Memoization interview questions
28 memoization problems tagged across recent interview reports. Drilled most heavily by nvidia, linkedin, and meta.
Memoization caches intermediate results to avoid recomputing the same subproblems, a foundational optimization for recursive algorithms. With 28 problems across Nvidia, LinkedIn, Meta, and Snap, it's a pattern you'll see repeatedly in live coding rounds. The strategy is straightforward: identify overlapping subproblems, store their results, and trade space for speed. When you recognize a problem could hit the same state twice, memoization is the first lever to pull. StealthCoder solves memoization variants invisibly during your live OA, so you're never blocked by a state-caching detail you forgot.
Most-asked memoization problems
You can't drill every memoization variant before the assessment. StealthCoder runs invisibly during screen share and solves whichever variant they throw at you. No browser extension. No detection signature. Built by an engineer who got tired of watching his cohort grind for six months and still get filtered at the OA stage.
Get StealthCoderMemoization problems follow a recognizable arc. You'll spot them when a recursive solution naturally revisits the same inputs, climbing stairs with different step counts, games where you replay positions, or matrix paths where cells overlap. The pattern shows up in three main contexts: numeric sequences (Fibonacci, integer replacement), game theory (can-i-win, flip-game-ii), and graph traversal (longest-increasing-path-in-a-matrix, count-visited-nodes). The skill isn't memorization of code templates; it's recognizing when your recursion tree has redundancy and knowing to add a hashmap or 2D array. Most candidates drill Fibonacci first, then move to harder variants like different-ways-to-add-parentheses where the state space isn't obvious. StealthCoder becomes critical when a live OA throws an unfamiliar subproblem shape at you, it reads the problem, spots the memoization structure, and delivers the cache key and recurrence in real time.
Companies that hire most on memoization
28 memoization problems.
You won't drill them all. Pass anyway.
Memoization is one of the patterns interviews actually filter on. Memorizing every variant in a week is a fantasy. StealthCoder is the hedge: an AI overlay invisible during screen share. It reads the problem and surfaces a working solution in under 2 seconds, no matter which memoization flavor lands in your live OA. Built by an engineer who got tired of watching his cohort grind for six months and still get filtered at the OA stage. Works on HackerRank, CodeSignal, CoderPad, and Karat.
Memoization interview FAQ
How many memoization problems should I drill before my OA?+
The pattern has 28 total problems. Start with 5 to 7 classics, Fibonacci, climbing stairs, and one game-theory problem, to internalize cache-key design. Then drill 3 to 5 medium variants like longest-increasing-path-in-a-matrix before your OA. That's enough to recognize the pattern and build muscle memory on state definition.

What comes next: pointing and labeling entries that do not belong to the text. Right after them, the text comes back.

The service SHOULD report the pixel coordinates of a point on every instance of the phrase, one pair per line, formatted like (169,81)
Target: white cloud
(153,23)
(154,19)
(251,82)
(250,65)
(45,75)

Is memoization the same as dynamic programming?+
Memoization is a caching technique you layer on top of recursion (top-down). DP usually refers to bottom-up tabulation or state machines. Both solve overlapping-subproblem problems, but memoization is simpler to code in interviews because you write normal recursion, then add a cache dictionary. They're complementary, not interchangeable.
Which company drills memoization the hardest?+
Nvidia leads with 9 memoization problems in their assessment data, followed by LinkedIn, Meta, Snap, and Amazon at 7 to 8 each. If you're interviewing there, expect at least one memoization problem in your live round.

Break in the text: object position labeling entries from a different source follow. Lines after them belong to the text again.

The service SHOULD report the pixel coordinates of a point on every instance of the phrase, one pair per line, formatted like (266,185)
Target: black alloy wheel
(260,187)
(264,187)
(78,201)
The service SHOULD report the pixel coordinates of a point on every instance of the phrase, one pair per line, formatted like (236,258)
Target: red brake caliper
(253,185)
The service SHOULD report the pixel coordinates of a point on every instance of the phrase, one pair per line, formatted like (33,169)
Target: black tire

How do I recognize a memoization problem in the wild?+
Look for recursive structure with overlapping states: the same input tuple appears multiple times in your recursion tree. Climbing stairs with different sums, games where you replay board positions, and path problems with intersecting cells are classic tells. If your brute-force recursion feels slow, memoization is likely the first optimization.
Should I use a dictionary or a 2D array for the cache?+
Use a dictionary (hashmap) if your state is high-dimensional or sparse, like different-ways-to-add-parentheses where state is a substring index range. Use a 2D or multi-D array if your state dimensions are small and bounded, like climbing-stairs or longest-increasing-path-in-a-matrix. Dictionary is safer and clearer; optimize only if memory is tight.